Snickers pie
- Alternative names: Chocolate Snickers cheesecake
- Type: Pie
- Course: Dessert
- Place of origin: United Kingdom
- Created by: Antony Worrall Thompson
- Invented: 2006
- Serving temperature: Cold
- Main ingredients: Snickers, mascarpone, soft cheese, double cream, chocolate
- Similar dishes: Cheesecake, chocolate tart

= Snickers pie =

Chocolate dessert

Snickers pie is a chocolate dessert made with five Snickers bars, mascarpone and soft cheese. The recipe appeared on the BBC cookery show Saturday Kitchen, where it was made by Antony Worrall Thompson.

The Food Commission called the Snickers pie "one of the most unhealthy recipes ever published". Antony Worrall Thompson said the pie was intended as a treat for children and was not meant for regular consumption. The recipe was removed from the BBC website.

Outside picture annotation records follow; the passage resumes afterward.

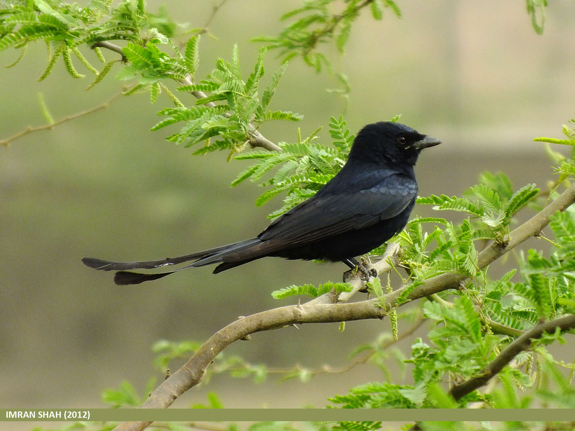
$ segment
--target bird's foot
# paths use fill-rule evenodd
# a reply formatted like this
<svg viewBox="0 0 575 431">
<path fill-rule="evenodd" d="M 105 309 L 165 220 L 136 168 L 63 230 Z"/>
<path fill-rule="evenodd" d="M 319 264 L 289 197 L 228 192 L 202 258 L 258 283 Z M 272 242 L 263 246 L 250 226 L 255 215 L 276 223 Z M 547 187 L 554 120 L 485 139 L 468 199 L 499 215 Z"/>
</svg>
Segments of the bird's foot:
<svg viewBox="0 0 575 431">
<path fill-rule="evenodd" d="M 370 277 L 377 276 L 377 271 L 374 268 L 368 270 L 363 264 L 360 263 L 354 269 L 346 271 L 343 273 L 343 282 L 345 283 L 347 279 L 356 274 L 358 274 L 359 278 L 365 282 L 369 281 Z M 359 291 L 362 291 L 360 290 Z"/>
</svg>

According to the Food Commission's calculations, a single serving contains over 1,250 calories, the equivalent of 22 teaspoons of fat and 11 teaspoons of sugar. However, this assumes a portion size of 1/4 of the pie, contrary to the recipe which indicates the dish serves 12 adults or 16 children.

The original recipe was invented in 2006, when in the UK a single Snickers bar had a weight of 62.5 g. This weight was subsequently reduced to 58g in 2009, and to 48 g in 2013.